As you might have noticed, we've published a lot of new tutorials on symfony 1.1 on this blog during the last two weeks.

These tutorials are also permanently available in the symfony cookbook:

They are quite easy and fast to read as they are short and focus on a single subject.

As they are all independent from each other, they are also very simple to translate. Anybody with one hour to share can translate a tutorial in his native language. That's a great way to contribute back something to the community and help spread the word about symfony around the world. As of now, the cookbook has some translations in portuguese, french, spanish, and german. It also means that many different authors can contribute to this series of tutorials.

To help organize this documentation and translation effort, I am very happy to announce a new mailing-list on Google Groups:

http://groups.google.com/group/symfony-docs

All the documentation sources (the symfony book, the upcoming forms book, the askeet tutorial, the tutorials, and the cookbook) are in the markdown format and are available in the symfony subversion repository. Each day, the online documentation is generated from the latest version of the repository, which means that all the changes are automatically available the next day on the symfony website.
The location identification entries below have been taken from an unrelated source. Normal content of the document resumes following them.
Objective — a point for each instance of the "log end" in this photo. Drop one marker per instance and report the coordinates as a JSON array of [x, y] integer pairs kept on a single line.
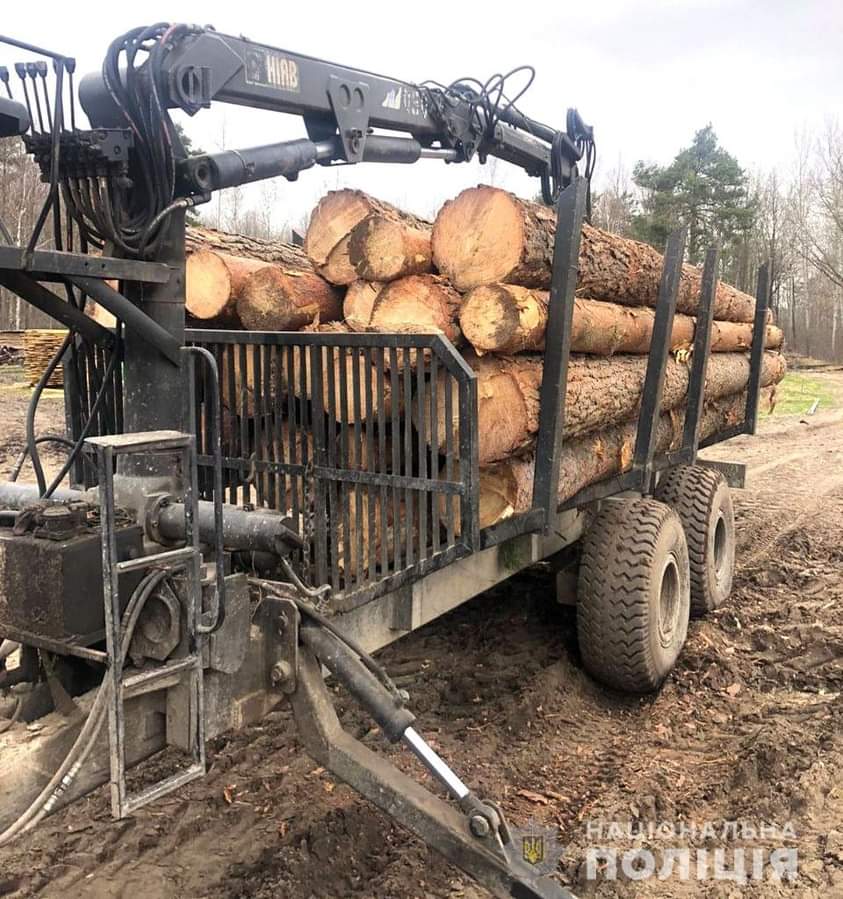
[[207, 285], [338, 268], [417, 304], [478, 237], [489, 319], [383, 248], [334, 217]]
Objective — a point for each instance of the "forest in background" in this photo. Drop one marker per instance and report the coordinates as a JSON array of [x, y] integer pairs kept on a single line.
[[793, 219]]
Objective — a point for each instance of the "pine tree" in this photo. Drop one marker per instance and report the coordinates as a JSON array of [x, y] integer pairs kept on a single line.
[[703, 188]]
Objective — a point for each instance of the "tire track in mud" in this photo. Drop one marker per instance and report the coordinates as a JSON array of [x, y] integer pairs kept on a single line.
[[762, 509]]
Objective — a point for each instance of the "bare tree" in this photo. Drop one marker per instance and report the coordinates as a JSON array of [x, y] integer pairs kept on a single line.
[[614, 206]]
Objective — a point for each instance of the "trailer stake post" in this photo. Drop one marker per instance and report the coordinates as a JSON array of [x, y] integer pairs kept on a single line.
[[756, 358], [651, 398], [560, 313], [702, 347]]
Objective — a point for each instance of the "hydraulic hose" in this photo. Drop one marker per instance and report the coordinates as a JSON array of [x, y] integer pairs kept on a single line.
[[61, 781]]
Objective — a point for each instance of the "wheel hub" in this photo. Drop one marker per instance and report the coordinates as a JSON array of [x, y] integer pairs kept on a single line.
[[669, 589]]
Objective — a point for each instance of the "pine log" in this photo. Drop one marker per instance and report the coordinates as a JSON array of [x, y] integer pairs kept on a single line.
[[214, 281], [385, 247], [506, 488], [282, 298], [417, 304], [359, 302], [601, 392], [200, 238], [327, 242], [506, 318], [487, 235]]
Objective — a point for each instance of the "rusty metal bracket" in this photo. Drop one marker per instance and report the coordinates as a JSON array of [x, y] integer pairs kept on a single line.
[[284, 672]]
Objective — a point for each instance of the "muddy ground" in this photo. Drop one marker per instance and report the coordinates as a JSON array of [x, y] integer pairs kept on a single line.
[[749, 727]]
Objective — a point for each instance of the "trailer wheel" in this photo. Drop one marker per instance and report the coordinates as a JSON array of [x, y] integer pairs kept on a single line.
[[633, 594], [703, 502]]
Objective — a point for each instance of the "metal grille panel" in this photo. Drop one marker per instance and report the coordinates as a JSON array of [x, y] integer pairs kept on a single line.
[[367, 441]]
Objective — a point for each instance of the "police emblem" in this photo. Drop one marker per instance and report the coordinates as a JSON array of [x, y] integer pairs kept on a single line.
[[538, 845]]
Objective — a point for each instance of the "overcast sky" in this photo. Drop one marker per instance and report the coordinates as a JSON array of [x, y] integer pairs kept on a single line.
[[645, 73]]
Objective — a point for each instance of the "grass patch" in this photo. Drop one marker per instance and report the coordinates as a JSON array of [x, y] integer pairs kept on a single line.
[[797, 393]]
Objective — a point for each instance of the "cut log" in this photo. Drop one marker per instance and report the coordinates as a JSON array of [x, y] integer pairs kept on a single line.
[[487, 235], [327, 242], [506, 318], [280, 298], [507, 487], [219, 264], [601, 392], [213, 282], [286, 254], [418, 304], [385, 247], [359, 302]]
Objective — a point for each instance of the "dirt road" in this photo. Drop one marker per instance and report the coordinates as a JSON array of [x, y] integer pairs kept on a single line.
[[748, 728]]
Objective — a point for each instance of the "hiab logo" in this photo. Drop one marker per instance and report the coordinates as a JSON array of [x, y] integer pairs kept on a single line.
[[393, 99]]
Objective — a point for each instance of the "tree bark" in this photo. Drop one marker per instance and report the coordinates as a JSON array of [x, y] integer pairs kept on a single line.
[[417, 304], [601, 392], [506, 318], [384, 247], [219, 264], [359, 302], [286, 254], [338, 379], [279, 298], [213, 282], [507, 487], [486, 235], [329, 235]]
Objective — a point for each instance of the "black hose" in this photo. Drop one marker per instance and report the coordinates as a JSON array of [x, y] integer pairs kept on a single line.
[[32, 409], [47, 438], [104, 387]]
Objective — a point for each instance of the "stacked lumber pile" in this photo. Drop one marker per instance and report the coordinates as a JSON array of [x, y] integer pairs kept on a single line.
[[39, 347], [479, 275]]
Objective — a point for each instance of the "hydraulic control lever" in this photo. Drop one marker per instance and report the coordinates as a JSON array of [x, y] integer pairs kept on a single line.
[[472, 834]]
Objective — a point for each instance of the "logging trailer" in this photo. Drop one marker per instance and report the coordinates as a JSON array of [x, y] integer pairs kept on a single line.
[[218, 547]]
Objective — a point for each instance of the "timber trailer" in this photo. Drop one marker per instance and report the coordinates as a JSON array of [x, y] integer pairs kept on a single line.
[[188, 580]]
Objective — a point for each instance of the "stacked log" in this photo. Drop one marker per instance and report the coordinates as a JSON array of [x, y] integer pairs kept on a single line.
[[506, 488], [352, 235], [506, 318], [601, 392], [479, 275], [488, 236], [39, 347]]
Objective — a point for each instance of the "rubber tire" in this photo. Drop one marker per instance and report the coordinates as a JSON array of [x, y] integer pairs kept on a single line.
[[625, 554], [701, 498]]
So, if you want to translate a tutorial or have an idea for a new one, here is the process:

  • Subscribe to the new mailing-list
  • Discuss what you want to do (write a new tutorial or translate an existing one)
  • Write or translate
  • Test your markdown by converting it to HTML with the symfony online converter
  • Publish your work on the mailing-list for review
  • Ask for a SVN account (email me with your trac login)
  • Commit your changes to the repository

Even if symfony has already one of the best documentation ever for an Open-Source project, you can help us make it even better.